The Brits sent reinforcements, who believed they were en route to France, to quell the rebellion. But a number of them were so green they had never fired a gun. As the soldiers disembarked at Kingstown, what’s now Dun Laoghaire, a sergeant ordered them to shoot into the sea for practice. More than a hundred of those men were dead within three hours, gunned down as they crossed a bridge into Dublin.
Once the element of surprise passed, however, the rebels could not match the waves of British artillery and manpower coming across the Irish Sea. Within two days, Christine Kinealy writes in _A New History of Ireland_, “the troops outnumbered the insurgents by twenty to one.” The rebel leaders surrendered in less than a week.

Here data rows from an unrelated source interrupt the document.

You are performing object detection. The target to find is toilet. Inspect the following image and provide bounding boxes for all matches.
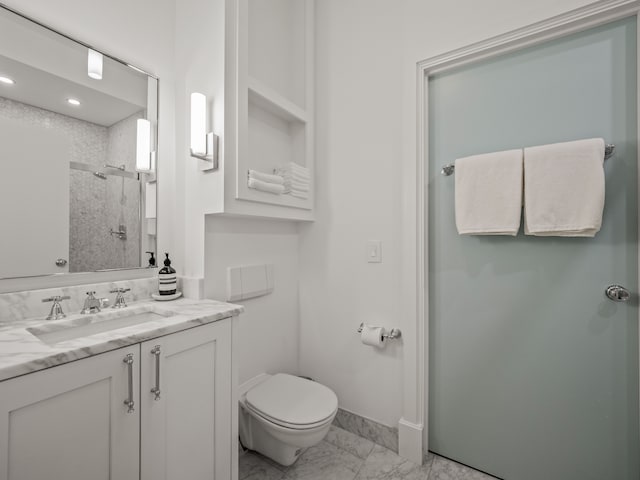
[238,373,338,466]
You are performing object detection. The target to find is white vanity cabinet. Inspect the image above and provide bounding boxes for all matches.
[140,319,233,480]
[0,318,236,480]
[0,345,140,480]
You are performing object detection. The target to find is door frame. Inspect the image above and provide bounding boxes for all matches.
[399,0,640,463]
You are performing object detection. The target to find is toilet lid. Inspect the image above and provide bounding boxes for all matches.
[245,374,338,427]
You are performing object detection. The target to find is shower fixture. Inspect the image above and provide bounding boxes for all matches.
[93,171,107,179]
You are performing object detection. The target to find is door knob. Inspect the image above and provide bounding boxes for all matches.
[605,285,631,302]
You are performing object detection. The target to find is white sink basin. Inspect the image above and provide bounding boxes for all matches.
[28,307,174,345]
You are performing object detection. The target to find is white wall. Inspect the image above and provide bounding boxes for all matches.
[301,0,597,431]
[204,217,299,384]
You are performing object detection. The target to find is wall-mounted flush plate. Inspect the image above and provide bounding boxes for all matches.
[367,240,382,263]
[226,263,274,301]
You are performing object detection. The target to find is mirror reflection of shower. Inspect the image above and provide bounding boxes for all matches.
[67,111,154,272]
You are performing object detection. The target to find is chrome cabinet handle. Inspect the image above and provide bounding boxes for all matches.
[605,284,631,302]
[150,345,161,400]
[123,354,135,413]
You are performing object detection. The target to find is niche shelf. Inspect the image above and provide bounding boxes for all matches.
[247,77,307,124]
[213,0,314,221]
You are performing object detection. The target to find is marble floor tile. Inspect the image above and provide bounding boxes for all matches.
[239,451,285,480]
[325,425,376,460]
[428,456,496,480]
[355,444,431,480]
[283,441,364,480]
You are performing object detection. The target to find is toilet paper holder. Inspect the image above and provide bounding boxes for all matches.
[357,323,402,340]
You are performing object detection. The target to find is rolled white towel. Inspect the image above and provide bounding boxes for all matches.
[248,169,284,185]
[524,138,605,237]
[248,177,285,195]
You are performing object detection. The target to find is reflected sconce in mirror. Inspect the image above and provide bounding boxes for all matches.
[190,92,219,171]
[136,118,155,172]
[87,49,103,80]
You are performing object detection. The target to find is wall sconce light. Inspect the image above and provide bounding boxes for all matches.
[87,49,103,80]
[190,92,219,171]
[136,118,155,172]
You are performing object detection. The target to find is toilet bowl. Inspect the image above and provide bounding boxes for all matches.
[238,373,338,466]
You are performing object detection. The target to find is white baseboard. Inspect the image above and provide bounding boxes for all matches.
[398,418,423,464]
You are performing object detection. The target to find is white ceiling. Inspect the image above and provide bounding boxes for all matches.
[0,55,143,127]
[0,8,151,127]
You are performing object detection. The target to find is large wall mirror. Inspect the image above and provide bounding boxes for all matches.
[0,4,158,280]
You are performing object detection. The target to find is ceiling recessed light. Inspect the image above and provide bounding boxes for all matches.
[67,98,81,106]
[0,76,15,85]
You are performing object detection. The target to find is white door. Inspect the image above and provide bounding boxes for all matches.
[0,346,139,480]
[0,118,70,277]
[140,320,234,480]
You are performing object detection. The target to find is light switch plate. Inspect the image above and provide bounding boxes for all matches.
[367,240,382,263]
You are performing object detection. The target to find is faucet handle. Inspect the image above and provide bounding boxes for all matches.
[109,287,131,294]
[42,295,71,303]
[86,291,97,298]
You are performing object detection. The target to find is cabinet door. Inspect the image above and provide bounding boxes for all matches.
[0,346,140,480]
[140,319,234,480]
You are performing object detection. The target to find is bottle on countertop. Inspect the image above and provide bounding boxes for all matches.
[158,253,177,295]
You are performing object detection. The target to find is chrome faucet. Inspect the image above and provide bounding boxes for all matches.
[110,287,131,309]
[81,291,102,314]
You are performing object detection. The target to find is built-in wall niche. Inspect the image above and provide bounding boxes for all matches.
[248,0,306,108]
[229,0,314,220]
[242,79,310,210]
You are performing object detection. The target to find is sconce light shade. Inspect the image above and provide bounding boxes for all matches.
[190,92,219,171]
[87,49,103,80]
[190,92,207,155]
[136,118,152,171]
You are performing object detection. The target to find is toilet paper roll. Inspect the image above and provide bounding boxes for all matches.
[360,325,386,347]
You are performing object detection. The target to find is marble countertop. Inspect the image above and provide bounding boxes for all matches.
[0,298,244,382]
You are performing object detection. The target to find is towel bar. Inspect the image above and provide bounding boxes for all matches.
[440,144,615,176]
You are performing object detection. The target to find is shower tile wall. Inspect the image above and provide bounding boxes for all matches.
[70,112,143,272]
[69,112,143,272]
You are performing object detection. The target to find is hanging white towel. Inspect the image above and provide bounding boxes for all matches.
[524,138,605,237]
[248,177,285,195]
[248,169,284,185]
[455,149,523,236]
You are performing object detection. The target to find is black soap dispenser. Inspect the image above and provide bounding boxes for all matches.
[158,253,177,295]
[146,251,156,268]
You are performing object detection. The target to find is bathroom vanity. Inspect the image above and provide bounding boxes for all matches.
[0,295,243,480]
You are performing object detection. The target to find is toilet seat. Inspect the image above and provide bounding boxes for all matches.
[245,374,338,430]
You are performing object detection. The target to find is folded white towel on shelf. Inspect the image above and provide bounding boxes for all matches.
[283,181,310,191]
[455,149,523,236]
[279,172,310,183]
[289,190,309,199]
[524,138,605,237]
[248,169,284,185]
[248,177,285,195]
[276,162,310,178]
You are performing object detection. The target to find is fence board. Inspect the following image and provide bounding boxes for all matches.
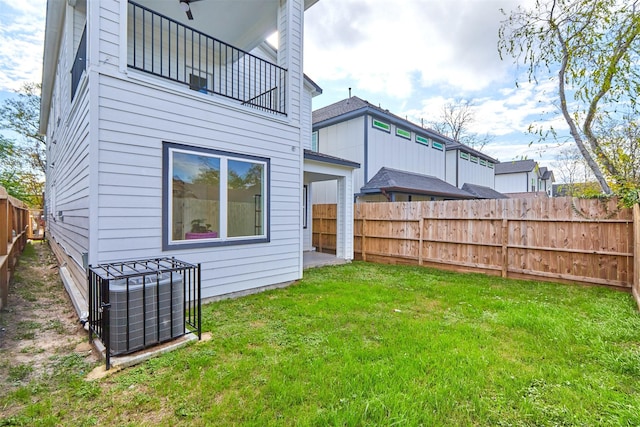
[633,205,640,308]
[313,197,636,291]
[0,186,30,309]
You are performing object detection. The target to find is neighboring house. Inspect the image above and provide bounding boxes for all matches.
[311,96,500,203]
[461,183,509,199]
[494,159,555,197]
[444,139,496,190]
[538,167,555,195]
[40,0,357,314]
[360,167,476,202]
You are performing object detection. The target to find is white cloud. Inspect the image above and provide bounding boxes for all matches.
[305,0,523,99]
[0,0,46,91]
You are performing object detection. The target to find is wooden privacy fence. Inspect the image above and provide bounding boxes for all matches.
[314,197,639,295]
[0,186,30,309]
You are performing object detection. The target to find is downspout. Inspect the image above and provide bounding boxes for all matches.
[363,113,369,183]
[455,150,459,188]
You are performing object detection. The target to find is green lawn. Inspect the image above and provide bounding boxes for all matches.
[3,261,640,426]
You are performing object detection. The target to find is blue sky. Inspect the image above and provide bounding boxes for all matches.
[0,0,568,170]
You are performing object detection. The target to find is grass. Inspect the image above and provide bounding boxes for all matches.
[2,262,640,426]
[14,321,40,341]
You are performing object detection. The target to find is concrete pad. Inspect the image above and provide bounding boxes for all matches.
[87,333,200,377]
[303,251,350,269]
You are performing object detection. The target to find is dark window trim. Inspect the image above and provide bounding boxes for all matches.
[162,141,270,251]
[303,185,308,229]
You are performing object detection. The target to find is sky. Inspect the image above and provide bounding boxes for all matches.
[302,0,571,166]
[0,0,569,170]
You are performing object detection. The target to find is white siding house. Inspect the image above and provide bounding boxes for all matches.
[311,97,499,203]
[444,140,496,189]
[41,0,355,314]
[494,159,555,197]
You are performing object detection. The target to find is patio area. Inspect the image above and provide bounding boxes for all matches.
[303,251,350,269]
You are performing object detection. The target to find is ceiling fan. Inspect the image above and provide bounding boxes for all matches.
[179,0,202,20]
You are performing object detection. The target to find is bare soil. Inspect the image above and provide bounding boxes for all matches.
[0,241,99,396]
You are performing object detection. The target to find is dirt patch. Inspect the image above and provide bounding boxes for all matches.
[0,241,99,395]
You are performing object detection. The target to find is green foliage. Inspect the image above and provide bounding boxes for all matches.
[0,82,46,174]
[616,181,640,208]
[0,83,45,207]
[7,364,33,382]
[499,0,640,194]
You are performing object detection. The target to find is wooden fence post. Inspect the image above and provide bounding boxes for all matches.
[501,218,508,278]
[0,197,7,309]
[418,217,424,266]
[319,215,323,253]
[362,218,367,262]
[633,204,640,310]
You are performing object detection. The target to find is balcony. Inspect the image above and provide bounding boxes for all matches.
[127,1,287,116]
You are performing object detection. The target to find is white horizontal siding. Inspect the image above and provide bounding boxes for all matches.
[96,73,303,297]
[47,82,91,270]
[98,0,120,73]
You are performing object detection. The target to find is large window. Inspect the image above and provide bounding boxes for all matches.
[163,142,269,250]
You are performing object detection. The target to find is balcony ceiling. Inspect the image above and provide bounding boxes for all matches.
[135,0,318,53]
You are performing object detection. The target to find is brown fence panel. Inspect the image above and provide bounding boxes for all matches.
[633,204,640,308]
[313,197,635,291]
[312,204,337,255]
[0,186,30,309]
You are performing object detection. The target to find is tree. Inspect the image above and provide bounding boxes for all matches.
[596,114,640,187]
[550,144,600,196]
[498,0,640,196]
[429,99,493,150]
[0,82,46,174]
[0,83,45,206]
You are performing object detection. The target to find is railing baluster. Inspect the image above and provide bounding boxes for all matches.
[127,1,286,115]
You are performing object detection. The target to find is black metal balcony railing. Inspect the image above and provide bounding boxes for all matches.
[71,25,87,100]
[128,1,287,115]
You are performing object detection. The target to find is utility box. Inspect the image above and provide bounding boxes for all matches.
[88,257,201,369]
[109,273,184,354]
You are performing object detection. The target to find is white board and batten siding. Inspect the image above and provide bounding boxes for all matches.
[311,116,365,204]
[495,173,529,194]
[312,115,447,204]
[365,116,445,183]
[445,150,495,189]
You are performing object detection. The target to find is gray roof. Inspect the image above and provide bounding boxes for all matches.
[443,139,493,162]
[361,167,475,199]
[494,159,537,175]
[303,149,360,169]
[312,96,370,123]
[461,183,509,199]
[539,167,554,180]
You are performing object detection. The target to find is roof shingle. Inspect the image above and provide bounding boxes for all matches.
[494,159,536,175]
[361,167,475,199]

Some among the Irish people respected the effort and were proud that the country’s few freedom fighters could withstand the counterattack for as long as they did. But many were also ambivalent — about the cause, the timing, the tactics — and hostile toward the rebels.
Deaths of innocent bystanders fueled the hostility. Civilians made up the largest number of fatalities — 230, compared to 64 rebels and 132 British troops. Many more people who were caught in Dublin’s chaotic crossfire had lost relatives on European battlefields. They felt no patriotic affinity with Irish freedom fighters.
“A lot of these guys were spat upon afterwards,” Fox says. “Who was spitting on them? Widows and mothers of Irish kids, guys who had been killed in the trenches.”
Irish public opinion coalesced around the British executions of 16 leaders. To the imperial government, the men were traitors. To the Irish, the death sentences became perhaps a greater rallying point than the Easter Rising itself.
George Bernard Shaw wrote in a London newspaper that the surrendered rebels should have been treated as prisoners of war, like any enemy soliders. In conducting secret courts martial, as if the men had turned against their own country in wartime and not stood up for their own, the British miscalculated the disposition of the Irish people toward the Empire. The executions only increased the revolutionary temperature in Ireland.
“I think the authorities utterly misinterpreted the importance of the moment,” Kiberd says, “because they were distracted by what they would call the main theater of actions in Europe.”
The political context of the executions and their local and global ramifications give the cause of Irish independence its historical bone structure, but the intimacy of individual stories adds flesh and blood to the documentary. Like footage of an aging Nora Connolly O’Brien, the daughter of James Connolly, describing the family being summoned for a final meeting with him. She recalls being escorted by the British along still-smoldering O’Connell Street to see her condemned father for the last time, smelling smoke and cordite in the air and hearing her mother cry out in grief.
Or the recollection of a British soldier who survived the initial ambush, recounting the experience in an interview decades later with what Fox calls “gut-wrenching” detail. “These guys hadn’t been in action,” Fox says, “and all of a sudden they’re walking down a Dublin street and they’re getting mowed down. . . . What would it be like?”
One objective of _1916: The Irish Rebellion_ is to blend scholarly perspectives, evocative music, and archival footage and imagery to give viewers a vivid answer to that question for participants on all sides.
A photograph of Dublin in ruins serves as a defining illustration of the documentary. The fighting is over, and the rebuilding of personal and national life has yet to begin.
Two children in the foreground face away from the camera, looking toward the rubble. More bloodshed and eventual independence will be their conflicted inheritance, the story of their lives and of the Ireland that the Easter Rising helped create.